よさこいから離れていた時期に、ある、よさこい仲間の友人が亡くなったんです。
彼を偲んで、追悼の意味も込めて「来年、よさこいチームやってみる?」という話が出て、それで翌年「だるま」をやりました。

だからホントに最初は、1年だけのチームのつもりだったんです。その年に新人賞を頂いて、翌年の前夜祭に出れるので、2年目も出場しました。
ただ2年目がちょっとスタッフの負担が大きく、3年目はお休みしてしまいました。

そもそも1年だけのつもりで立ち上げたテンションだったので、2年目まで持続できなかったんです。
体制にもいろいろ問題があって、楽しめた人と楽しめなかった人のギャップも生まれてしまって・・・せっかく仲のいい人が集まって楽しむはずのよさこいで、しんどい思いをするのは嫌じゃないですか。
なので3年目は休もう、ということになりました。

だけど休んでみてわかったのは、応援してくれた人たち、楽しみにしてくれてた踊り子さんたちを裏切ってしまった。
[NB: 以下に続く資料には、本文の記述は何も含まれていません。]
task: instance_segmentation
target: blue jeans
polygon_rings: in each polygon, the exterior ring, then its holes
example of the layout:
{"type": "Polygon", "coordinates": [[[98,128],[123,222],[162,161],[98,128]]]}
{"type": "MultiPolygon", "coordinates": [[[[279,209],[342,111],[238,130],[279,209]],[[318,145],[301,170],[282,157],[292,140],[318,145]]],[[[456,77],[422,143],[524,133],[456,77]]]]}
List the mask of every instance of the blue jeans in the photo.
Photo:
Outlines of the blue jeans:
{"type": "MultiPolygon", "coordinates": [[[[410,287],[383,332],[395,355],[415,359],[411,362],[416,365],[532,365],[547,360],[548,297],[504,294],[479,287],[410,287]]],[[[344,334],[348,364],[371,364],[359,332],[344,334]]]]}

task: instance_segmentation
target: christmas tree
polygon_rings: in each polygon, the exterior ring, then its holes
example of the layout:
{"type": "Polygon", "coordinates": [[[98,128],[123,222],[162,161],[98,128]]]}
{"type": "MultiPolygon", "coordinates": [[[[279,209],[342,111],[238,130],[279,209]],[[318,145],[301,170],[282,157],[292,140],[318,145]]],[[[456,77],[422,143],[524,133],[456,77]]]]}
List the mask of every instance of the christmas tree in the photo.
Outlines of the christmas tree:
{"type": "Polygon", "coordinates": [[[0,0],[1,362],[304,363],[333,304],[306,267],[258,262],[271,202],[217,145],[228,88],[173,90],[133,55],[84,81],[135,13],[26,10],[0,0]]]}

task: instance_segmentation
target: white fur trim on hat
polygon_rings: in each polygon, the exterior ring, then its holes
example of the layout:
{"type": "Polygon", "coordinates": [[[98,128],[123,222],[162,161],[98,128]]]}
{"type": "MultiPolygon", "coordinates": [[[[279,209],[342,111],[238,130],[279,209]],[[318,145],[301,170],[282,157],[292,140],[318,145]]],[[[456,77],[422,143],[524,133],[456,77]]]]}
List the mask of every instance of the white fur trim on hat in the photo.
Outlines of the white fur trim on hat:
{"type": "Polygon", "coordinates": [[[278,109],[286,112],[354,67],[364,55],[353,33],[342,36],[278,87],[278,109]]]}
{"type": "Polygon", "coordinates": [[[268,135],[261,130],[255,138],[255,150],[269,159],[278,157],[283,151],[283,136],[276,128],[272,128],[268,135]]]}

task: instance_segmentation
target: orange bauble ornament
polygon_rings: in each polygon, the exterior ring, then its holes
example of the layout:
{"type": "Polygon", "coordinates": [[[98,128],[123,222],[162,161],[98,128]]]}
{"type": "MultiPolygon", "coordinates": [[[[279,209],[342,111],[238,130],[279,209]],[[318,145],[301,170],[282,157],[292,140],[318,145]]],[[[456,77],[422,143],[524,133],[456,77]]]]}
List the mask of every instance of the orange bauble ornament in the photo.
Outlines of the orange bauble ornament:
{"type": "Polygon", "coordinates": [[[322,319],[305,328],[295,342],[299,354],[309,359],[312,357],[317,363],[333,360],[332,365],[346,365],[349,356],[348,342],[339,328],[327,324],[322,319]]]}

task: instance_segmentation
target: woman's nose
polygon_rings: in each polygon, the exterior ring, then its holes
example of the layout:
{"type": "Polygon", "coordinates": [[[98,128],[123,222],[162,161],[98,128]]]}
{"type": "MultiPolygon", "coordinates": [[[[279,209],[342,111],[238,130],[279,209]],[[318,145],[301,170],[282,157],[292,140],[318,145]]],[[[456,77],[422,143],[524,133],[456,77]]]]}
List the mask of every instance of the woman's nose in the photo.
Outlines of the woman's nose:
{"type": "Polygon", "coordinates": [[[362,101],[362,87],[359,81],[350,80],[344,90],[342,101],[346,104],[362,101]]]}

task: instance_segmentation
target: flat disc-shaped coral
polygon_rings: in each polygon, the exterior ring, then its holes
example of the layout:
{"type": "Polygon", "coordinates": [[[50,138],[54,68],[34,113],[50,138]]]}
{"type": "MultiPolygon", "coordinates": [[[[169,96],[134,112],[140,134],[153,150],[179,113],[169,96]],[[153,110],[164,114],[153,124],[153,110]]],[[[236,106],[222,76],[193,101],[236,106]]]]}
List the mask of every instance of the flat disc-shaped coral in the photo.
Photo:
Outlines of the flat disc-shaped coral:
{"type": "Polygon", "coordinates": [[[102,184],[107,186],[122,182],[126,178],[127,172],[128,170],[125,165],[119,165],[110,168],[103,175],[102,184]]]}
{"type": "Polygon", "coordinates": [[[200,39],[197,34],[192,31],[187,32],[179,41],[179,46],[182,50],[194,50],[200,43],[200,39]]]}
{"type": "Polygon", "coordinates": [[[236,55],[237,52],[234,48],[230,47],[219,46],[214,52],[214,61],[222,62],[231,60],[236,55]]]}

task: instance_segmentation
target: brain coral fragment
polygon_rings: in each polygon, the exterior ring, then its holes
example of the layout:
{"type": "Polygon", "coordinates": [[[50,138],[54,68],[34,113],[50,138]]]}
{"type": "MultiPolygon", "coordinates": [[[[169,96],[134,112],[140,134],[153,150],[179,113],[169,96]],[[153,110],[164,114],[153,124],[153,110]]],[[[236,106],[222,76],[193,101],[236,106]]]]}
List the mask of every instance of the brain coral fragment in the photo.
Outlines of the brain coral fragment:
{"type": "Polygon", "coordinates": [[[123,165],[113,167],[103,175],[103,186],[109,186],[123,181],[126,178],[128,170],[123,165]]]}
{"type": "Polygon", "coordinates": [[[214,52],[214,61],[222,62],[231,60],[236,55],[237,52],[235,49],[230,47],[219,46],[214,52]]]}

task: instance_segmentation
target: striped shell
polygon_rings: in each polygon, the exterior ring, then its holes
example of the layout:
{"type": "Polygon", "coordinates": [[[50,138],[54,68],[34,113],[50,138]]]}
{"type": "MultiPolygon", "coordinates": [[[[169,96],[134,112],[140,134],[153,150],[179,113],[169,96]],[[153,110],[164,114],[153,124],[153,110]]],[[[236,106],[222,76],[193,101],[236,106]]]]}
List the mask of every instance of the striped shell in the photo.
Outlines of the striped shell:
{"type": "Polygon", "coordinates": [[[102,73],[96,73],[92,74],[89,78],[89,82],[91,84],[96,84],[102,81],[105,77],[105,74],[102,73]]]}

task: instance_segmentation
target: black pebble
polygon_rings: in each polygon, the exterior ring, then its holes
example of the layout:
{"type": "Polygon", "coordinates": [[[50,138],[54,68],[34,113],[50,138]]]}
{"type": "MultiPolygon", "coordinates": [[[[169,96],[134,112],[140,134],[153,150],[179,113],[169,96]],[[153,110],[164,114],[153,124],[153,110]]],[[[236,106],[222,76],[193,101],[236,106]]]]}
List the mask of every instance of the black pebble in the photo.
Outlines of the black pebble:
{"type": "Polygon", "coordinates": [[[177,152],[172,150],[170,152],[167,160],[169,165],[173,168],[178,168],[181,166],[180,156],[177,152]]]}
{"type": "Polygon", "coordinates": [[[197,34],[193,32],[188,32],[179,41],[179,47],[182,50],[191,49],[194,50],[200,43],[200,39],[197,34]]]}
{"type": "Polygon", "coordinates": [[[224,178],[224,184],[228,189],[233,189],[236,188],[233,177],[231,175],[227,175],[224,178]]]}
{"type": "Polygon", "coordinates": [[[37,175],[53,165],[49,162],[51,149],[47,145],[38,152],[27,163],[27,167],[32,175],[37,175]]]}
やっぱり続けないといかん!そう思ったんです。
そこで、スタッフの負担にならない体制づくり、運営の補強、しっかり準備をした上でもう一度やろうということになって、去年(2015年)復活したんですね。

 


2015年8月9日。本番直前の練習の様子。

 


2015年8月11日。地方車の上からという、貴重なアングルのショット!

 


2015年8月15日。1年休んだのち「だるま」が復活した年の、よさこい終了後のfacebook投稿。

 

「だるま」の由来は何ですか?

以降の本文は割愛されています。